High on the list of desired library enhancements is an option to output region information in XML format instead of only ASCII text. This would allow one to leverage the power of XML readers to expand or contract nested regions with the click of a mouse button. Such an ability could be very powerful for large application codes, particularly when navigating the call tree generated with auto-profiling enabled.
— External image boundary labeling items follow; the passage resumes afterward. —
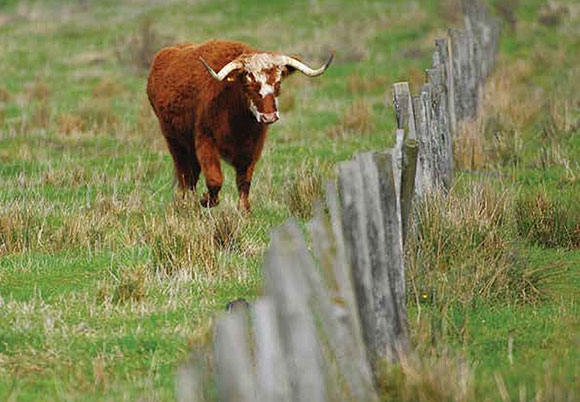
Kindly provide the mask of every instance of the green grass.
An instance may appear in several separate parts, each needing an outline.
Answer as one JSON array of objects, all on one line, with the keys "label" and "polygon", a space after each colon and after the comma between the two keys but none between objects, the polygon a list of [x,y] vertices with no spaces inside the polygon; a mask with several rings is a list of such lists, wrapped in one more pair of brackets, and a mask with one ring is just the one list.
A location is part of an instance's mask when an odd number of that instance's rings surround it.
[{"label": "green grass", "polygon": [[[308,217],[337,162],[392,144],[390,85],[418,88],[432,39],[457,21],[452,3],[0,2],[0,400],[173,399],[174,374],[207,342],[213,315],[261,294],[270,230],[292,214]],[[409,300],[420,357],[429,362],[449,345],[467,358],[477,400],[499,400],[495,373],[514,400],[522,385],[532,398],[577,387],[580,375],[580,251],[570,241],[580,231],[579,10],[563,1],[569,16],[547,27],[537,22],[541,0],[520,3],[476,137],[475,168],[493,171],[492,194],[507,192],[506,217],[487,232],[446,227],[462,248],[446,248],[440,261],[453,262],[443,274],[462,280],[462,269],[509,264],[516,281],[534,270],[558,276],[538,282],[532,301],[509,291],[470,303]],[[336,51],[323,77],[284,83],[285,110],[257,167],[249,218],[234,212],[229,167],[218,209],[174,198],[135,53],[147,19],[155,38],[147,51],[217,37],[313,63]],[[469,200],[464,188],[480,173],[462,170],[454,205]],[[538,215],[554,241],[529,235],[538,211],[526,200],[538,194],[561,205]],[[529,220],[515,218],[516,205]],[[470,254],[474,234],[501,236],[499,264],[485,260],[491,247]],[[424,286],[445,289],[443,274]],[[454,281],[447,289],[464,295]]]}]

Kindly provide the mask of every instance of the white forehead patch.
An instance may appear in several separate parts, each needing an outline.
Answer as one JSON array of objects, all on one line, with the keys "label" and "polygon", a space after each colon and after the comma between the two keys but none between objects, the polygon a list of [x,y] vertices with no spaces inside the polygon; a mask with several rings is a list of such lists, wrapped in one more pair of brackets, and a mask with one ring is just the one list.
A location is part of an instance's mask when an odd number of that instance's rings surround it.
[{"label": "white forehead patch", "polygon": [[251,54],[244,59],[244,67],[260,84],[260,96],[262,98],[274,94],[274,86],[268,84],[268,74],[264,70],[270,70],[274,67],[274,82],[280,81],[282,71],[276,62],[276,57],[268,53]]}]

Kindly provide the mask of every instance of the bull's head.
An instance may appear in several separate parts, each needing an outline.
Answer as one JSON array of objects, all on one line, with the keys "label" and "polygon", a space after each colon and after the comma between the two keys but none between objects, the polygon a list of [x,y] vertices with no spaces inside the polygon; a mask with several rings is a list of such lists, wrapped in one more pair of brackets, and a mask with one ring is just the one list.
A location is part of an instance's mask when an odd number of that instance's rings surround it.
[{"label": "bull's head", "polygon": [[332,62],[332,57],[332,54],[329,55],[322,67],[312,69],[295,58],[281,54],[243,54],[217,73],[203,58],[200,59],[215,80],[241,82],[256,120],[259,123],[271,124],[280,118],[278,96],[282,79],[296,70],[309,77],[322,75]]}]

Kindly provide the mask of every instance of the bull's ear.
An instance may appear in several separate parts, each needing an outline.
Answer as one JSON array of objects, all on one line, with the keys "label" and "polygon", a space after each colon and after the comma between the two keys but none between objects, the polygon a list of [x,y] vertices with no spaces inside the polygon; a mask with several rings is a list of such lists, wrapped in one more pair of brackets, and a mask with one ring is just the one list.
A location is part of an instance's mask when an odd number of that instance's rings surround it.
[{"label": "bull's ear", "polygon": [[241,70],[234,70],[227,75],[227,77],[224,79],[224,81],[234,82],[234,81],[239,80],[241,77],[242,77],[242,71]]},{"label": "bull's ear", "polygon": [[[302,62],[302,60],[298,56],[290,56],[290,57]],[[284,66],[284,68],[282,69],[282,78],[288,77],[289,75],[293,74],[295,71],[296,71],[296,69],[292,66],[289,66],[289,65]]]}]

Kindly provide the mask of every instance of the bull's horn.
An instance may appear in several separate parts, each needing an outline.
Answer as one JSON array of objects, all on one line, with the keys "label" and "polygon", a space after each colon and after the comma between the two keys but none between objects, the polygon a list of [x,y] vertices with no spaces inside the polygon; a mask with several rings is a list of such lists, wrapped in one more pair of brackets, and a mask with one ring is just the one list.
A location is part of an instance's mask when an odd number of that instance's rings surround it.
[{"label": "bull's horn", "polygon": [[332,63],[333,58],[334,58],[334,53],[330,53],[328,55],[328,58],[326,59],[326,62],[323,64],[323,66],[320,67],[319,69],[316,69],[316,70],[308,67],[306,64],[302,63],[301,61],[298,61],[298,60],[296,60],[292,57],[288,57],[288,56],[281,56],[281,63],[280,64],[294,67],[296,70],[299,70],[300,72],[302,72],[303,74],[306,74],[309,77],[318,77],[319,75],[322,75],[326,71],[328,66],[330,66],[330,63]]},{"label": "bull's horn", "polygon": [[210,75],[217,81],[223,81],[223,79],[226,78],[229,75],[229,73],[231,73],[234,70],[240,69],[244,66],[240,60],[235,59],[230,61],[218,73],[216,73],[213,70],[213,68],[211,68],[210,65],[207,64],[207,62],[203,59],[203,57],[199,56],[199,59],[201,60],[207,71],[210,73]]}]

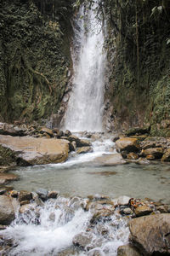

Some existing performance analysis tools (e.g. FPMPI) already have the ability to trap MPI calls in order to gather statistics related to message traffic (e.g. sync time, average message size, transfer time). This would be a relatively simple and powerful addition to GPTL, where such statistics could be embedded within already-defined regions.
It would be nice to enhance auto-profiling capability by requiring no modifications to application source in order to gather timing statistics. Phil Mucci has done this with PAPIEX[3]. Applying his approach to GPTL should be straightforward.